Enhancing Medical Data Analysis with Federated Learning in the Internet of Medical Things

https://doi.org/10.55529/ijrise.43.38.52

Authors

  • Alyaa Ali Hameed Kjwan Department of Basic Sciences, College of Dentistry, Tikrit University, Tikrit, Iraq.
  • Omar Hasan Mohammad College of Agriculture Kirkuk University, Hawija, Iraq.

Keywords:

Federated Learning, Sensor, Medical Data, Iomt, Big Data Analytics, and Machine Learning.

Abstract

The Internet of Things refers to physical items, which are equipped with software, sensors, computing power, and other technologies, and that communicate with other electronic devices and systems over communication networks or the Internet. A collection of medical devices and software programmes known as the Internet of Medical Things (IoMT) link to healthcare networks via internet computing. Machine-to-machine communication, which is the foundation of IoMT, is made feasible by medical equipment that includes Wi-Fi.

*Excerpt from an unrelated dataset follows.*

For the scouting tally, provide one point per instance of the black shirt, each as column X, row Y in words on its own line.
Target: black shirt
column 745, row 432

IoMT devices have the ability to analyse and store collected data by connecting to cloud services. IoMT is a different moniker for IoT in healthcare. Since data is transferred via the internet and the IoMT creates a lot of data, privacy concerns are important. The vast volume of data produced by IoMT devices calls for big data processing, and federated learning tackles privacy issues as a way to overcome these difficulties. The big data health care framework for IoMT is discussed in this article. It is built on federated learning.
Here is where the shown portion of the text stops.